40 years ago? Gilreath recalls…double digit inflation. 40 years ago? Interest rates in the teens. 40 years ago? High murder rates (actually double what we’re seeing today). Life expectancy 40 years ago? Far shorter than today. Poverty 40 years ago? Much more widespread than today.
To be sure, Gilreath concedes, 2022 has so far turned out to be nothing but a big bust on all counts, and, the talking heads almost never seem to follow the old Andrews Sisters advice about “accentuating the positive.” Bombarded with negative news, even seasoned investors struggle to keep their eye on the longer term goal. Pessimists focus on current problems, forgetting that those problems have always been with us.

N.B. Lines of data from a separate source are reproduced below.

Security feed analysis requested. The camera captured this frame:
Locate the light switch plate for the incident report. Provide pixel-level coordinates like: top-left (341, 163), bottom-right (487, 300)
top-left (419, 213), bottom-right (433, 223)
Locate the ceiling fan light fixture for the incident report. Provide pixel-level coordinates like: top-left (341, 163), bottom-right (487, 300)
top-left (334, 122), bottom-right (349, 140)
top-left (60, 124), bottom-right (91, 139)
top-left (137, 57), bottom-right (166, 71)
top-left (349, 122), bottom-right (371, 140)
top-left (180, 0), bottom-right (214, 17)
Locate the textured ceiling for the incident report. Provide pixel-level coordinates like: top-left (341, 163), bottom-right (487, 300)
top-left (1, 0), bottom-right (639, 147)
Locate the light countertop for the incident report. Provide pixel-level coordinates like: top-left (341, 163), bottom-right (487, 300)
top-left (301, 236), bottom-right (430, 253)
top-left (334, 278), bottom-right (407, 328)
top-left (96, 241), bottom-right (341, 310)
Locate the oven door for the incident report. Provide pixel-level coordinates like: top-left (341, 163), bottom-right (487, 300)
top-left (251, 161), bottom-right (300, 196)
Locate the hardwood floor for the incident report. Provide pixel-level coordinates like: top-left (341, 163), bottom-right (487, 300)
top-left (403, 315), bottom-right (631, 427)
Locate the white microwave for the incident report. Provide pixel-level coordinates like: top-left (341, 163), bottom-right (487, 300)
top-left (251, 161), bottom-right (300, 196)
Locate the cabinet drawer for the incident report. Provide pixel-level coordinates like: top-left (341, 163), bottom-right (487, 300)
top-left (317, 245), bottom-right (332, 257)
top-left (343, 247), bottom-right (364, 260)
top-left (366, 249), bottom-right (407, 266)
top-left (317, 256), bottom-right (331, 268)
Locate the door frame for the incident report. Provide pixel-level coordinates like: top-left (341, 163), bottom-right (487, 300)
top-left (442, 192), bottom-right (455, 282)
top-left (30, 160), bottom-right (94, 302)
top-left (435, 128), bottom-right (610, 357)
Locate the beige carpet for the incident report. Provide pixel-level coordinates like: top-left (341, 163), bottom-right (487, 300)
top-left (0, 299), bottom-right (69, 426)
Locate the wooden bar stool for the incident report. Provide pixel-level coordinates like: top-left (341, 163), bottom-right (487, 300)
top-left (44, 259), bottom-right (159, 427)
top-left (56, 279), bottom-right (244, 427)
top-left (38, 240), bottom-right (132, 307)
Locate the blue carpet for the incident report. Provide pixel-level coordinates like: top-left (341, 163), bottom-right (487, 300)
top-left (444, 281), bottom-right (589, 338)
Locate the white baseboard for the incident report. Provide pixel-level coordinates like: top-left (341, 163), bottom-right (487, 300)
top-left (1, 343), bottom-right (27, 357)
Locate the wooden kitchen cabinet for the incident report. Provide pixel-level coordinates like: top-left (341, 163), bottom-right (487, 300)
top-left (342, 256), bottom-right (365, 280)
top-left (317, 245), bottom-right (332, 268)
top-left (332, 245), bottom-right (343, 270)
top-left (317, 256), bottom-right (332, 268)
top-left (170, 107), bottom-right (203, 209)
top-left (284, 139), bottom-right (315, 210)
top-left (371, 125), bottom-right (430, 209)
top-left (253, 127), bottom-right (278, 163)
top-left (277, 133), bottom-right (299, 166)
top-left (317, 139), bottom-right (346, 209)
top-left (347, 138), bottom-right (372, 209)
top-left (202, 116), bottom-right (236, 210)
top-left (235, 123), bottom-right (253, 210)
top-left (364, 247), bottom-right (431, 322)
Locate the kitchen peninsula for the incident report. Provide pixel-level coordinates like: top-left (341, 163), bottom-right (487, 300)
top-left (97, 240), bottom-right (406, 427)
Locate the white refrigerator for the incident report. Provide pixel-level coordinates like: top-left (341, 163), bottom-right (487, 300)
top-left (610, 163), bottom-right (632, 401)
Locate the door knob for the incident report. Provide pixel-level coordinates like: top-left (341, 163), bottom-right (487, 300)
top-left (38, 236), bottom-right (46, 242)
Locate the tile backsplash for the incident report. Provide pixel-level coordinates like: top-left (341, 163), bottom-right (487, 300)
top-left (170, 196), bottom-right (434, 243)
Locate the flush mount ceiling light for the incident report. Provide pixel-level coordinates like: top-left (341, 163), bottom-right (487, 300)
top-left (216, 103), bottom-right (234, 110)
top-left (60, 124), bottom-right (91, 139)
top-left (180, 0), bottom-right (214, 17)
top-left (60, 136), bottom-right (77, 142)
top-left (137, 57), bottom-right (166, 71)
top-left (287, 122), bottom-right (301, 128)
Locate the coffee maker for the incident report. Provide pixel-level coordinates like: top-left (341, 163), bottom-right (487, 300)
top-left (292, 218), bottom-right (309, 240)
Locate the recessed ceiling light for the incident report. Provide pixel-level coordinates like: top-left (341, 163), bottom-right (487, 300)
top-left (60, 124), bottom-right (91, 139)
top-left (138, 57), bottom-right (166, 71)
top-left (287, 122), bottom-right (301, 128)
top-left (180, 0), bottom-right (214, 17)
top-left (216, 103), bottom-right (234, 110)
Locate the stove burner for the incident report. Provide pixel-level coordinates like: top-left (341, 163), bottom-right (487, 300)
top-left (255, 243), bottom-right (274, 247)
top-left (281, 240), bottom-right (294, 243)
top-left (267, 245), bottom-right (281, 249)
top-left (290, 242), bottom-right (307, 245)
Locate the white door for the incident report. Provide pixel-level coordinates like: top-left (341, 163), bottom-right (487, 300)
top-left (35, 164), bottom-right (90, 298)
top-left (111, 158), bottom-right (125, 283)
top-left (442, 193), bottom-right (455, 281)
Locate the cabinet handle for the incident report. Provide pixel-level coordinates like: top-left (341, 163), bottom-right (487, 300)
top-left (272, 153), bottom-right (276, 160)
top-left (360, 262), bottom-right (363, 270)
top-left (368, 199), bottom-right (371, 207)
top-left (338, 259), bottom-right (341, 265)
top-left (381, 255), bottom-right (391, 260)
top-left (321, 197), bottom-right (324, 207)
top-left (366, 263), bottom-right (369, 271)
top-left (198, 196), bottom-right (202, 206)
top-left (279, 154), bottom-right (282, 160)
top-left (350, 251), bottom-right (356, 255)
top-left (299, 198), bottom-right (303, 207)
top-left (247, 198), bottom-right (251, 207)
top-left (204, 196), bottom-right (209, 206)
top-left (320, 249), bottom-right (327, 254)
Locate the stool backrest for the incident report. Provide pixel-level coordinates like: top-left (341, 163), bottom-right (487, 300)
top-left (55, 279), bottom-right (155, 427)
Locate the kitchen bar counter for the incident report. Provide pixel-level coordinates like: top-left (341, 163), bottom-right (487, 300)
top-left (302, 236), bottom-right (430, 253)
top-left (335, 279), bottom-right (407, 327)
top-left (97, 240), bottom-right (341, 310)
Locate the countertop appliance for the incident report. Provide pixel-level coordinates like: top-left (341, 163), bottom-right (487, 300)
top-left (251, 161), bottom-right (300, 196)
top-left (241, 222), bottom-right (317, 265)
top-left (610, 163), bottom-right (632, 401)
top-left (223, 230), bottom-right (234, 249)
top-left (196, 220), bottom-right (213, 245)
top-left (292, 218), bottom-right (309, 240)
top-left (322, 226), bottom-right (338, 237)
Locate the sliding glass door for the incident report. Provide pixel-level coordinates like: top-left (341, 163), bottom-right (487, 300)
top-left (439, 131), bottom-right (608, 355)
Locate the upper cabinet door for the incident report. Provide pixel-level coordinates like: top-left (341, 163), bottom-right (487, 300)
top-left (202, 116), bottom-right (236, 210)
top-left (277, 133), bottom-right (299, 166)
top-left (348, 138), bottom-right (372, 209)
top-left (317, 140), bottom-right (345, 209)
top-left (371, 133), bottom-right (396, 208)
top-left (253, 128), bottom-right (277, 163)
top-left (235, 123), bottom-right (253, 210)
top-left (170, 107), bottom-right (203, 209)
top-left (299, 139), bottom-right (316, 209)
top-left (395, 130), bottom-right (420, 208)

While past performance does not guarantee, nor has it ever guaranteed, future results, Gilreath finds history to be a powerful tutor. Having been along for a longer than forty-year ride, he can hardly ignore the fact that, over the span of his own career, the S&P doubled no fewer than five times, continuing to reinforce his belief in the power of the American economic engine.
Viewing today’s stock market from a “valley” (even a “valley” so much higher than past “peaks”), Gilreath understands, investors can become acutely conscious of the ominous presence of sector-specific and company-specific risks cited by Andrew Beattie in a 2021 Investopedia piece, including commodity price risk, headline risk, inflationary risk, and interest rate risk.
The messy global stew of economic and geopolitical events, Gilreath admits, causes some equity investors to be paralyzed in fear. Their error in thinking, he believes, lies in tragically underestimating the power of the U.S. economic engine to keep pushing profits higher in the long term.